Direttore del Centro di Ginecologia e Sessuologia Medica H. San Raffaele Resnati, Milano

“Gentile professoressa, questa estate ho seguito con molto interesse la vicenda di Gianna Nannini e della sua gravidanza. Ho 46 anni, sono stata a lungo da sola, ma adesso che ho trovato il partner giusto vorrei tanto diventare madre anch’io. Alla mia età, quali sono le reali chance di avere un figlio in modo naturale? E con l’ovodonazione? Mi aiuti a chiarirmi le idee, perché molti parlano con entusiasmo di queste gestazioni, ma pochi approfondiscono i pro e i contro della questione”.
Vera (Reggio Emilia)
Gentile signora Vera, la sua lettera dimostra molto spirito critico. Ha ragione, spesso i media presentano le maternità tardive come un’esperienza esclusivamente positiva, senza problemi: il trionfo della volontà femminile e della tecnologia medica sui limiti della natura. E non si soffermano abbastanza sui molteplici rischi che queste gestazioni comportano.
Iniziamo con qualche dato statistico: sa quante donne riescono effettivamente ad avere un figlio dopo i 50 anni? Due su un milione! Quindi si tratta di un evento tutt’altro che probabile. Non solo: già dopo i 40 anni, aumenta il rischio di aborti spontanei (ben il 40%) e di malformazioni fetali (8%, il doppio rispetto a una gravidanza a vent’anni), che a loro volta possono portare alla drammatica scelta dell’interruzione volontaria di gravidanza, con tutto il carico di sofferenza che questa comporta. Come resta pesantissimo, per le donne e le coppie che scelgano di non abortire, l’avere un bambino affetto da seri problemi di salute.
Quali sono i motivi di questo elevatissimo tasso di fallimento? Innanzitutto l’età della donna: a 30 anni, l’ovaio ha già perduto circa l’88% degli ovociti; a 40 anni, il 97%. E le cellule superstiti sono in genere anche poco vitali, il che spiega ulteriormente le difficoltà di concepimento e i rischi fetali. Dopo i 50 anni, poi, le uniche possibilità di successo sono legate all’ovodonazione (proibita in Italia), ossia all’utilizzo di un ovocita donato da una donna più giovane (20-25 anni), fecondato in vitro con gli spermatozoi del partner e successivamente impiantato in utero per la gestazione.
A questo punto, però, ci scontriamo con una seconda difficoltà: le condizioni di salute della donna.

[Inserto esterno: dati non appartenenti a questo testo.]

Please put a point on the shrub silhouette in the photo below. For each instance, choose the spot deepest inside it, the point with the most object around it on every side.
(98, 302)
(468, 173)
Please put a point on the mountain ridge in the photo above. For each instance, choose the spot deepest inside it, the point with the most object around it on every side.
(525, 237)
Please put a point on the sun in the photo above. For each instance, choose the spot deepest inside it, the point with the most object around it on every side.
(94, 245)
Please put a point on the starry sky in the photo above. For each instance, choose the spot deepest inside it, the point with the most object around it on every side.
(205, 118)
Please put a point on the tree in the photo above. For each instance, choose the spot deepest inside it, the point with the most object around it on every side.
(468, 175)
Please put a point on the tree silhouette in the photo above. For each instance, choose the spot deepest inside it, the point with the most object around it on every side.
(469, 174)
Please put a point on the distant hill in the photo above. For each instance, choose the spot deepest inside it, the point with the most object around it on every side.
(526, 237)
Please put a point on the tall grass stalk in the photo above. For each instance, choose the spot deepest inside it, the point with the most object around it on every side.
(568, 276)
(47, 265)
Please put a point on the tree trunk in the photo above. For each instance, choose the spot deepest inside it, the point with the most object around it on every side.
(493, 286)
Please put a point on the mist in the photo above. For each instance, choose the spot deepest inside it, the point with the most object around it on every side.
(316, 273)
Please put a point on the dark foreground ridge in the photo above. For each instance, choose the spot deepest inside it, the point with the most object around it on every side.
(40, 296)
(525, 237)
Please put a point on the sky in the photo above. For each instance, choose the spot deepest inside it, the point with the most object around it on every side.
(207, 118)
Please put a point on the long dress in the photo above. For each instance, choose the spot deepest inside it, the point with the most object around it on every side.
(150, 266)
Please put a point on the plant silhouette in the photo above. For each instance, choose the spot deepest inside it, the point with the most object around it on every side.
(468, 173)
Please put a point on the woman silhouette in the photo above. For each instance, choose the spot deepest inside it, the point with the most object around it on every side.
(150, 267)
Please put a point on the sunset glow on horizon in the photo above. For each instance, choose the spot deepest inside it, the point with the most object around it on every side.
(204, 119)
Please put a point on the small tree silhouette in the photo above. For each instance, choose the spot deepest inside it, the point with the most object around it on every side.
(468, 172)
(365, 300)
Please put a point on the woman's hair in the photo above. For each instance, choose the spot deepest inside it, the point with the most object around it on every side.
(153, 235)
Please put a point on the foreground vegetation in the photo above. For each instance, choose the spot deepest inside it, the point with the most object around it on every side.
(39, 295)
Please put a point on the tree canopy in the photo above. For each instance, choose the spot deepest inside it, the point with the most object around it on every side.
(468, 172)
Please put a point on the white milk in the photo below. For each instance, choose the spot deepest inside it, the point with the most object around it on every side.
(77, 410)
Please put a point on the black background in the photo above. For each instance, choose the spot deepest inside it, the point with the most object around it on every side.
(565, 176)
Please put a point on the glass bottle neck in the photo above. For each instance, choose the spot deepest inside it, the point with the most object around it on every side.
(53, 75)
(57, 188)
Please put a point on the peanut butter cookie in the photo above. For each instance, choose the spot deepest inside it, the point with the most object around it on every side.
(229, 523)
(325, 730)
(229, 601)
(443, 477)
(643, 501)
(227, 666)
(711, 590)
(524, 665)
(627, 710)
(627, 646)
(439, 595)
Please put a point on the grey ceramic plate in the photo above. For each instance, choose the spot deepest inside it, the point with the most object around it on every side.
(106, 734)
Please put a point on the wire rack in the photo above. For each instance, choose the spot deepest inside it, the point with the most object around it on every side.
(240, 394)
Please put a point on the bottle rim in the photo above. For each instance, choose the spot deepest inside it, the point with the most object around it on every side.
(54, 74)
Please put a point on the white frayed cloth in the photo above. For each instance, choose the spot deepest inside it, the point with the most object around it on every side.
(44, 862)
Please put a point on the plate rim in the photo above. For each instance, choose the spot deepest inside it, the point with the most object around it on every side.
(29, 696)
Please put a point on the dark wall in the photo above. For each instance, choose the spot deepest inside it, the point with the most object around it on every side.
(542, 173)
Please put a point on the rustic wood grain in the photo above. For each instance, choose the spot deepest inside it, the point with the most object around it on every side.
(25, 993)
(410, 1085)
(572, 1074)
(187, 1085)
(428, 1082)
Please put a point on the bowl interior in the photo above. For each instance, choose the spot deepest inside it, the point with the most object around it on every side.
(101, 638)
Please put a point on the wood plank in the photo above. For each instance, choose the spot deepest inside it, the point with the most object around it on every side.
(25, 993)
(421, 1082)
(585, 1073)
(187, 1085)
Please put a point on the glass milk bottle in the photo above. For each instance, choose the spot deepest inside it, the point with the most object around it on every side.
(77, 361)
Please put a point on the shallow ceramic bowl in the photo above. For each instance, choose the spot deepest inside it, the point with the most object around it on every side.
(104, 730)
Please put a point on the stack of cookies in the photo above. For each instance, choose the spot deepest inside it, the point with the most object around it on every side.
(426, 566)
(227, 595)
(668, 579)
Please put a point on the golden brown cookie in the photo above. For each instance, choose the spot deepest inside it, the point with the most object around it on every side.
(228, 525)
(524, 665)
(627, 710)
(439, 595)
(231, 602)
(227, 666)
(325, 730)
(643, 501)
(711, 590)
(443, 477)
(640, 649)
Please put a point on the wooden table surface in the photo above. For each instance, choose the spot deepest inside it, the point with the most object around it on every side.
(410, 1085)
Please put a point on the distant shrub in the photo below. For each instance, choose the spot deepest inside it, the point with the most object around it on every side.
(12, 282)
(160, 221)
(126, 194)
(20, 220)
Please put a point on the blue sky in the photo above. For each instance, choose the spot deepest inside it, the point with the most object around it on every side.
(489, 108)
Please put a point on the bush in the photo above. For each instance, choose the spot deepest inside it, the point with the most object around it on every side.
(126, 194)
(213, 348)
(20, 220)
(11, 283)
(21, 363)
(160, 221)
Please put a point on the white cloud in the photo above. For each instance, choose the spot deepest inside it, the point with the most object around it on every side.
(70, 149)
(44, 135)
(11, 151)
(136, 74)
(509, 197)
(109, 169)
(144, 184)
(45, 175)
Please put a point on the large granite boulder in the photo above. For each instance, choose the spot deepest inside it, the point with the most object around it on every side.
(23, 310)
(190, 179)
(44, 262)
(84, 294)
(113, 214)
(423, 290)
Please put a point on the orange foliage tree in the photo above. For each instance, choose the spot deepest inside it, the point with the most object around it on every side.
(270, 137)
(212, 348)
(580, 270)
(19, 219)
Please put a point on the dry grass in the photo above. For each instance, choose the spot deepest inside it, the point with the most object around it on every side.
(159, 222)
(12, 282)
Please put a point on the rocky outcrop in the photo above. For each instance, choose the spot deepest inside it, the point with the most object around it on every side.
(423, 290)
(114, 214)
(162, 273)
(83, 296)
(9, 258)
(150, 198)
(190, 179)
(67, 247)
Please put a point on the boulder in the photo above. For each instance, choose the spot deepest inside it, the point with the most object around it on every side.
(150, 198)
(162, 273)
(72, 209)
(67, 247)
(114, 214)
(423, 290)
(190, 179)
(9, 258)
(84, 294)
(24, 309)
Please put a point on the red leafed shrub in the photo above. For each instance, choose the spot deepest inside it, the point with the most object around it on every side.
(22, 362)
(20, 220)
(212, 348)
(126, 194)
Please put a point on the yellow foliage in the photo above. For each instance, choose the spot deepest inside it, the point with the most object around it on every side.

Se l’utero ha polipi, fibromi, iperplasie, o è danneggiato da precedenti infiammazioni, anche l’embrione più vitale può non trovare l’ambiente giusto in cui impiantarsi e crescere. Se poi la donna fuma, è sovrappeso, soffre di diabete o ipertensione, aumenta il rischio di malattie (come l’eclampsia), di malfunzionamento della placenta, di ridotto accrescimento fetale, di parto prematuro. Viceversa, se la donna è sana, allora la sua età biologica (ovaio a parte) può essere di 10-15 anni inferiore all’età anagrafica: in tal caso la gravidanza con ovodonazione a 50-55 anni presenta effettivamente gli stessi rischi di una spontanea a 40 anni, e si può procedere con relativa tranquillità.
L’ovodonazione presenta qualche “semaforo rosso” anche dal punto di vista emotivo: innanzitutto, come abbiamo visto, se il bambino non è sano. Ma anche se l’adattamento fisico alla gravidanza è più faticoso del previsto; se, passata l’euforia dei primi giorni, la donna si rende conto del divario di età che la separa dal figlio; se il partner è ancora più anziano di lei, e non potrà mai avere l’energia e l’entusiasmo di un padre nel pieno delle forze. Problemi che dimostrano fra l’altro come la fecondazione assistita vada gestita non solo sul piano tecnologico, ma anche su quello psicoemotivo, attraverso un counselling serio e competente che aiuti la coppia nella difficile transizione verso la genitorialità.
Spesso poi la donna soffre al pensiero che il bambino non sia realmente “suo”: questa sensazione va ascoltata ed analizzata. Tuttavia, in caso di ovodonazione la futura mamma non è mai una semplice “incubatrice”. L’espressione di geni del bambino dipende infatti dall’ambiente biochimico ed emotivo in cui si trova a crescere, e che è specifico di quella gravidanza: basti pensare all’effetto dell’alimentazione della madre, se beva o fumi, se sia depressa, stressata o serena. Inoltre, durante la gravidanza biologica, cresce il “grembo psichico”, ossia la capacità di amore e di attaccamento emotivo che la mamma sviluppa nei confronti del piccolo. E poi seguiranno il parto, e i mesi dell’allattamento, altri eventi essenziali per la qualità del legame affettivo. Quindi anche un bambino concepito con l’ovodonazione può essere percepito e amato come “proprio” a tutti gli effetti!
Riassumendo: con l’età si riduce drasticamente la probabilità di una gravidanza, e di una gravidanza serena sia per la mamma che per il bambino. L’ovodonazione non risolve magicamente il problema, perché – divario di età a parte – richiede che la donna sia sana e con un utero integro. Ma se queste condizioni si verificano, la gestazione può davvero essere vissuta con gioia e luminosa intensità. Quindi, gentile signora, se questo piccolo lo vuole davvero, non attenda oltre: ne parli con il suo partner, rivolgetevi al ginecologo e iniziate a verificare il vostro stato di salute e le possibilità residue di una gravidanza naturale. Se questa non fosse più possibile, valutate seriamente l’ipotesi dell’ovodonazione. Ho seguito molte pazienti che hanno concepito all’estero con ovodonazione, dopo una menopausa precoce (spontanea o dopo cure mediche per endometriosi o tumori). E vederle felici, con il bambino tanto sognato in braccio, mi allarga sempre il cuore. Auguri, davvero.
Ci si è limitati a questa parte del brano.